Franksville is a former census-designated place (CDP) in Racine County, Wisconsin, United States. The population was 1,789 at the 2000 census.

==History==
Originally occupied by the Potowatomi tribe, the first white settlers in the area then known as Skunk Grove arrived in the 1830s. By the 1850s, plank roads were built through the area, and by the 1870s the Chicago, Milwaukee and St. Paul Railway (Milwaukee Road) laid tracks through the area and a plat was filed with Racine County. This track is now used by the Canadian Pacific Railway as the C&M Subdivision.

In 1907, the Frank Pure Food Company was established and built a plant in Franksville for the purpose of making sauerkraut. Contrary to popular belief, however, the company did not give Franksville its name, which had already been established.

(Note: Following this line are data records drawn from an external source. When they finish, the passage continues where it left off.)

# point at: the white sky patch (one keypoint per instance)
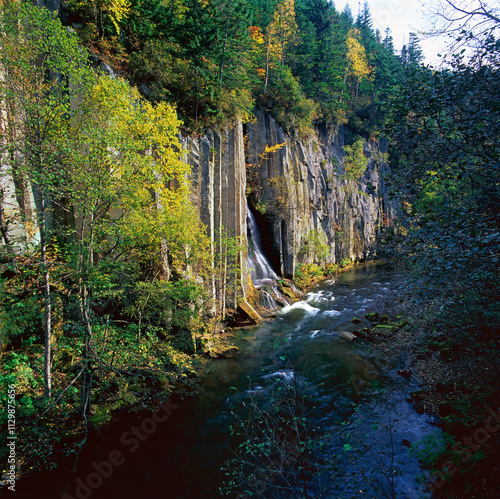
(402, 17)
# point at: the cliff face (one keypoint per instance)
(218, 179)
(306, 207)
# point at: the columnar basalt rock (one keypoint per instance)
(303, 190)
(218, 179)
(300, 189)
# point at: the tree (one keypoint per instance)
(467, 23)
(415, 54)
(446, 128)
(126, 186)
(44, 67)
(357, 62)
(281, 33)
(115, 10)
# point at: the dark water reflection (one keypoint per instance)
(183, 456)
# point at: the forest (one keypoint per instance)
(107, 272)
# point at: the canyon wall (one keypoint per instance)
(306, 207)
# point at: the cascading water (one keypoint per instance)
(259, 266)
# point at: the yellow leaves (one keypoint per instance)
(271, 149)
(256, 34)
(282, 31)
(117, 10)
(356, 56)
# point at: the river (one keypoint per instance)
(356, 403)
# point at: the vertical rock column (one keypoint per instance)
(218, 190)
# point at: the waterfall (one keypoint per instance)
(260, 268)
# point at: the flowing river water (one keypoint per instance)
(358, 405)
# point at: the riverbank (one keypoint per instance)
(458, 379)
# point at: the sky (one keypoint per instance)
(402, 17)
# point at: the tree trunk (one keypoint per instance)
(5, 232)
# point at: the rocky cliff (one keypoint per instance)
(306, 206)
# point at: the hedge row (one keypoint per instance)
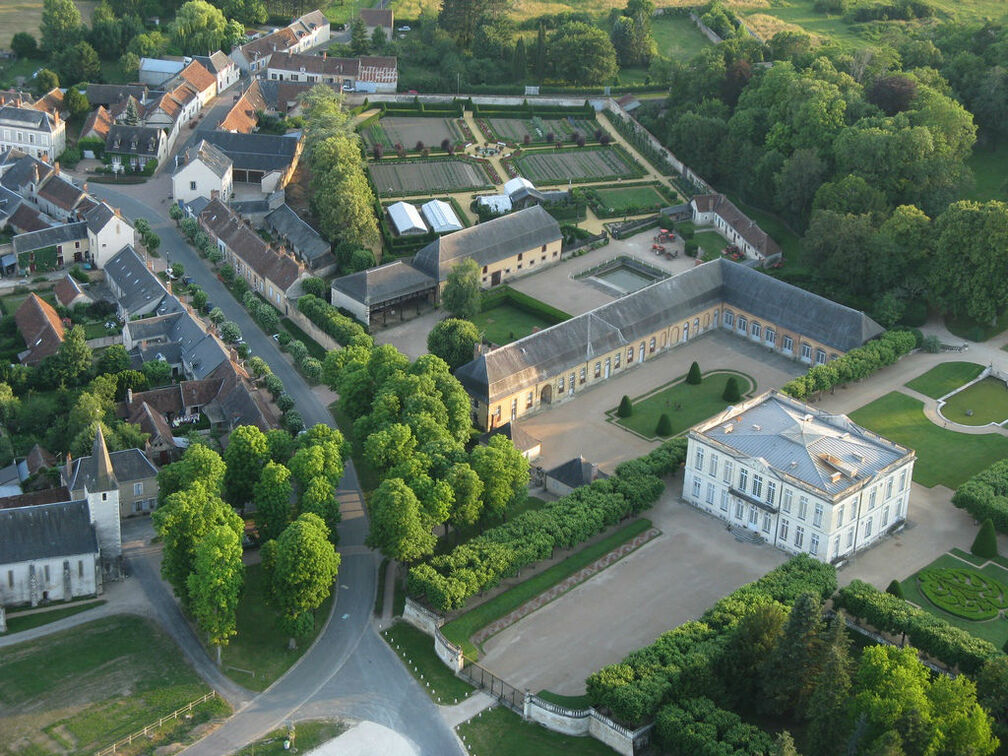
(928, 633)
(697, 726)
(345, 330)
(857, 364)
(679, 663)
(448, 581)
(985, 495)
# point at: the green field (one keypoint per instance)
(501, 731)
(684, 404)
(995, 630)
(943, 457)
(945, 378)
(506, 323)
(83, 688)
(987, 400)
(260, 646)
(416, 649)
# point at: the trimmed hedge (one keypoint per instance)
(985, 496)
(857, 364)
(447, 582)
(930, 634)
(678, 663)
(332, 321)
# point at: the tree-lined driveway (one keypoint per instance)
(350, 671)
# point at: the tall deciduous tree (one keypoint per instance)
(300, 568)
(245, 458)
(215, 585)
(462, 294)
(271, 495)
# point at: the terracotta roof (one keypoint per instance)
(199, 77)
(40, 327)
(272, 265)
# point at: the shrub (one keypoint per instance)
(986, 542)
(694, 377)
(732, 393)
(626, 407)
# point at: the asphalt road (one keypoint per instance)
(350, 671)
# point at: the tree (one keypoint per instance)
(694, 377)
(789, 669)
(359, 42)
(199, 27)
(732, 393)
(582, 53)
(245, 457)
(626, 407)
(76, 102)
(60, 26)
(79, 63)
(454, 340)
(24, 45)
(397, 526)
(986, 542)
(184, 518)
(300, 567)
(215, 585)
(271, 495)
(462, 294)
(829, 726)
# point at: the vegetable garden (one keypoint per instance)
(544, 167)
(403, 177)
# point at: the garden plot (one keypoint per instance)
(514, 130)
(545, 167)
(402, 177)
(409, 131)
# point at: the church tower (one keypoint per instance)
(102, 493)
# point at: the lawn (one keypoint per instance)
(260, 646)
(461, 629)
(943, 378)
(81, 689)
(500, 730)
(684, 404)
(982, 403)
(943, 457)
(17, 623)
(506, 323)
(416, 649)
(307, 735)
(677, 37)
(995, 630)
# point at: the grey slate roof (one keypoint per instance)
(129, 465)
(376, 285)
(576, 473)
(793, 438)
(255, 151)
(47, 530)
(489, 242)
(139, 285)
(61, 234)
(551, 351)
(304, 239)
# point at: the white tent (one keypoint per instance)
(441, 217)
(405, 219)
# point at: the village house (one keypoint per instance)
(268, 271)
(555, 364)
(798, 478)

The name likely came from either Frank Brandecker, a surveyor who platted the area, or Frank Drandieker, a foreman of the crew that laid the railroad tracks through the area. In 1949, the company held the first Kraut Festival, which was originally a picnic for employees and friends, but later expanded to a four-day event. The festival's run ended in 2002, but was revived in 2015 as Kraut Music Fest.

Franksville became part of the newly established village of Caledonia on March 20, 2006.

==Geography==
Franksville is located at (42.761085, -87.905173).

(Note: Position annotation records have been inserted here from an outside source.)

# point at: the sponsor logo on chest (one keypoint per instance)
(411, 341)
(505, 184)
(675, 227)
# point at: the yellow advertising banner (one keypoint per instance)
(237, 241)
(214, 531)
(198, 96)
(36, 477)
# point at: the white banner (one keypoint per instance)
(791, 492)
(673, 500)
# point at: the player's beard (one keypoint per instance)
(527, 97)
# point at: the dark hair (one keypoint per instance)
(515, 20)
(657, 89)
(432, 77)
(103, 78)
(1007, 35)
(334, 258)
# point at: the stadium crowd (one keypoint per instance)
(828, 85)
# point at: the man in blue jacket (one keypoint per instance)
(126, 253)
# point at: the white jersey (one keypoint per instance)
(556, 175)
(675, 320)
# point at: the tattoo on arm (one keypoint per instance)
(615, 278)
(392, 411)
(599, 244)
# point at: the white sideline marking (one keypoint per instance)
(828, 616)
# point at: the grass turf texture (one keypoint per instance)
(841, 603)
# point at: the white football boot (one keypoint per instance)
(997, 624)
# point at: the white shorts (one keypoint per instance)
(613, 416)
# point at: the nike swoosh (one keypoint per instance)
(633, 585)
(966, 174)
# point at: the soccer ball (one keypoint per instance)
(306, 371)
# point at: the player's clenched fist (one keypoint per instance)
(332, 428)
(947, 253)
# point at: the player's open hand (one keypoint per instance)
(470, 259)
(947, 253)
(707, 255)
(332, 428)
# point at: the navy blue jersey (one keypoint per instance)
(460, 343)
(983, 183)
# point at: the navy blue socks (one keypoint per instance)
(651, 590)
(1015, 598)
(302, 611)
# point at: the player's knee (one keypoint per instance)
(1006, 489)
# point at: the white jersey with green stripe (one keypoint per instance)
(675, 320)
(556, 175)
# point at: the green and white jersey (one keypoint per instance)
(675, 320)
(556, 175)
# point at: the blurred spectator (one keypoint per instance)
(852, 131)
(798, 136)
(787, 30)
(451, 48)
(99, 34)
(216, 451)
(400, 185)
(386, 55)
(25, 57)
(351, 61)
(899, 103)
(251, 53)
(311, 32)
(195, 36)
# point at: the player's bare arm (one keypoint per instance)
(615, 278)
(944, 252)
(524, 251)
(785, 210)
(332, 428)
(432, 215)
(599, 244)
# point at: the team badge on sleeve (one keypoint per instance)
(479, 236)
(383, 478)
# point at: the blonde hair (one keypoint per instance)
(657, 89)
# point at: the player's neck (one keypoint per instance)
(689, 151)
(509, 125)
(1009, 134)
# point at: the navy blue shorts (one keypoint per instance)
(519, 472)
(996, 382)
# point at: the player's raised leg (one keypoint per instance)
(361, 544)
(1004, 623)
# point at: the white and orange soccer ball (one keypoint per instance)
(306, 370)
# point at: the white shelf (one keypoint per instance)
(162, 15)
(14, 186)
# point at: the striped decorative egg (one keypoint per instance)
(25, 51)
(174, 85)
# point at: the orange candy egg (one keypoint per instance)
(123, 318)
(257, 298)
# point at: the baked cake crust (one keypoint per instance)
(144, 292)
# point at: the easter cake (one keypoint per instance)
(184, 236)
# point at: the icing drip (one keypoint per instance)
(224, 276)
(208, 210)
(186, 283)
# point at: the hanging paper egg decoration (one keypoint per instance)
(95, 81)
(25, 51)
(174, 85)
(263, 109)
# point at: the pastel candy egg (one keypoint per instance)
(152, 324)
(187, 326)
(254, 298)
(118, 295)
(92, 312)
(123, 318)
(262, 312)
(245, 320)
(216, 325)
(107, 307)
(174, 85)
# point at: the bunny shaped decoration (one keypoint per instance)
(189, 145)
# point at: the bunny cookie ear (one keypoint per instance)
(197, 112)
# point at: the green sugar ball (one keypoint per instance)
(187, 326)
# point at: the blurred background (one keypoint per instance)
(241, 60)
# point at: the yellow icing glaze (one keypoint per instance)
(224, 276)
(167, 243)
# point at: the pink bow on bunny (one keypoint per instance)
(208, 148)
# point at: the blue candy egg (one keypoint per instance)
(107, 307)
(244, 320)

According to the United States Census Bureau, the CDP had a total area of 4.3 square miles (11.2 km^{2}), all land.

==Demographics==
As of the census of 2000, there were 1,789 people, 651 households, and 531 families residing in the CDP. The population density was 412.4 people per square mile (159.2/km^{2}). There were 661 housing units at an average density of 152.4/sq mi (58.8/km^{2}). The racial makeup of the CDP was 96.76% White, 0.61% African American, 0.45% Native American, 0.95% Asian, 0.56% from other races, and 0.67% from two or more races. Hispanic or Latino of any race were 2.91% of the population.

There were 651 households, out of which 39.8% had children under the age of 18 living with them, 71.6% were married couples living together, 6.0% had a female householder with no husband present, and 18.4% were non-families. 14.3% of all households were made up of individuals, and 4.9% had someone living alone who was 65 years of age or older. The average household size was 2.75 and the average family size was 3.04.

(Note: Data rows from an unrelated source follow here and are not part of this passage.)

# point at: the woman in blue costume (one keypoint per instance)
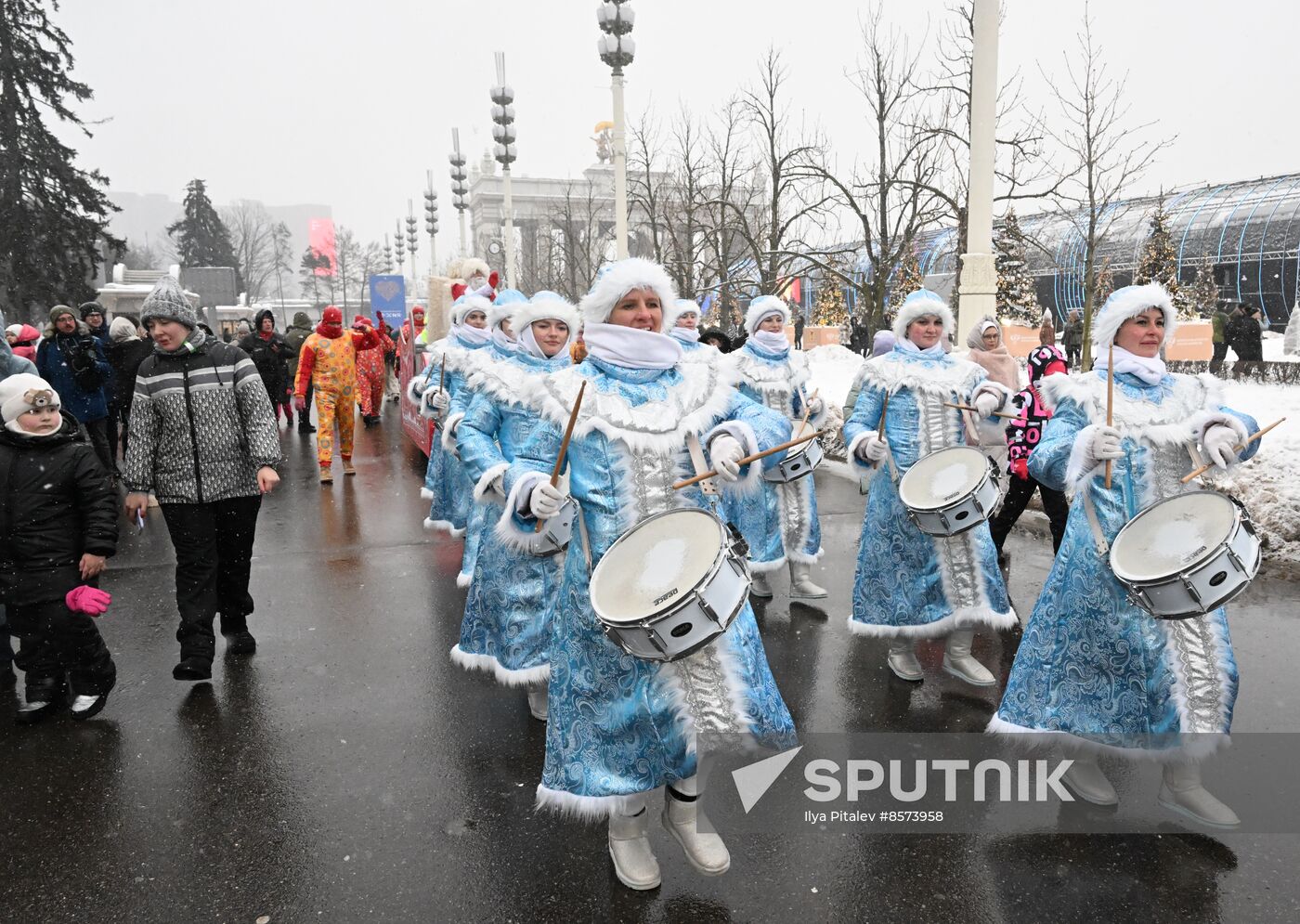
(507, 623)
(682, 322)
(784, 527)
(1094, 670)
(621, 726)
(910, 585)
(446, 485)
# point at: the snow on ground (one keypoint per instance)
(1269, 485)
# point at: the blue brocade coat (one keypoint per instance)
(1092, 666)
(909, 584)
(507, 621)
(782, 523)
(618, 724)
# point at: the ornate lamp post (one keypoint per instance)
(617, 49)
(459, 188)
(503, 130)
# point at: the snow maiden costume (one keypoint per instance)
(1095, 670)
(621, 726)
(446, 485)
(784, 526)
(910, 585)
(507, 623)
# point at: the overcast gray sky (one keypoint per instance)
(348, 103)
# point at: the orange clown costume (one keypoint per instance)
(370, 371)
(328, 363)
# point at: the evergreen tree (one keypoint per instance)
(202, 238)
(52, 215)
(1017, 292)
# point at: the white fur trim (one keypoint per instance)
(1126, 303)
(965, 618)
(1198, 748)
(619, 280)
(504, 676)
(760, 308)
(918, 306)
(484, 485)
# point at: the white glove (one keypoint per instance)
(1219, 445)
(871, 449)
(987, 402)
(545, 501)
(727, 452)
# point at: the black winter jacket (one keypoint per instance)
(56, 503)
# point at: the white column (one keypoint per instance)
(978, 293)
(620, 172)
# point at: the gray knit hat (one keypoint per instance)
(168, 303)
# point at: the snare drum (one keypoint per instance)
(1186, 555)
(671, 584)
(800, 461)
(949, 491)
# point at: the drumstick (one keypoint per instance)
(568, 433)
(1111, 400)
(1241, 446)
(968, 407)
(747, 461)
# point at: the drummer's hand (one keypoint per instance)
(545, 501)
(727, 452)
(1221, 445)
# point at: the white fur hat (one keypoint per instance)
(919, 305)
(542, 306)
(679, 308)
(1126, 303)
(468, 303)
(760, 308)
(619, 279)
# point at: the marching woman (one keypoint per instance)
(621, 726)
(910, 585)
(1094, 670)
(507, 624)
(784, 527)
(446, 485)
(682, 322)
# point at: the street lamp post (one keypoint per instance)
(617, 48)
(978, 293)
(503, 132)
(459, 188)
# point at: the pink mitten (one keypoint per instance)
(86, 599)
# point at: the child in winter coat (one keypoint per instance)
(58, 526)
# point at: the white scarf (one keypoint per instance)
(1150, 370)
(630, 347)
(471, 337)
(773, 341)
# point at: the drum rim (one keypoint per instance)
(955, 501)
(1195, 565)
(680, 599)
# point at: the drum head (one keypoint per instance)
(654, 565)
(1172, 536)
(942, 477)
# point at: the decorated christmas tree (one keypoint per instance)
(1017, 293)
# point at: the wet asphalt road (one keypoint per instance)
(350, 772)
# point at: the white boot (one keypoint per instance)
(537, 702)
(706, 852)
(801, 582)
(958, 662)
(903, 659)
(630, 849)
(1180, 790)
(1089, 784)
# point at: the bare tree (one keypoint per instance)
(1105, 153)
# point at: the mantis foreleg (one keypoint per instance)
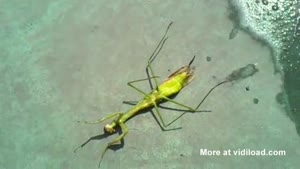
(104, 118)
(124, 130)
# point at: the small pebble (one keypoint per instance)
(255, 100)
(265, 2)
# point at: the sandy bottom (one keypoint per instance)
(64, 61)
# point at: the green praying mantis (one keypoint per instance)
(161, 93)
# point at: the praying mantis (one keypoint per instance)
(161, 93)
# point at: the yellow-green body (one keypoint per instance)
(171, 86)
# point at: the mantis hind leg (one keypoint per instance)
(154, 55)
(119, 138)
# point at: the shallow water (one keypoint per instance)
(64, 61)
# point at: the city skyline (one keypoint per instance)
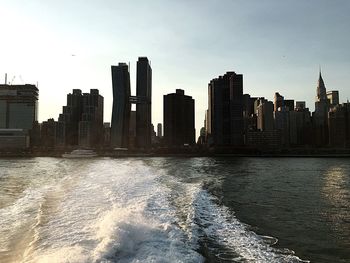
(71, 46)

In the CDP, the population was spread out, with 27.9% under the age of 18, 5.8% from 18 to 24, 34.3% from 25 to 44, 24.0% from 45 to 64, and 7.9% who were 65 years of age or older. The median age was 36 years. For every 100 females, there were 101.9 males. For every 100 females age 18 and over, there were 100.5 males.

The median income for a household in the CDP was $65,863, and the median income for a family was $67,173. Males had a median income of $41,957 versus $30,104 for females. The per capita income for the CDP was $25,951. None of the families and 1.7% of the population were living below the poverty line, including no under eighteens and none of those over 64.

==Notable people==
- Walter Goodland, Governor of Wisconsin, lived on his farm in Franksville.
- Elmer A. Morse, Member of the United States House of Representatives, was born in Franksville.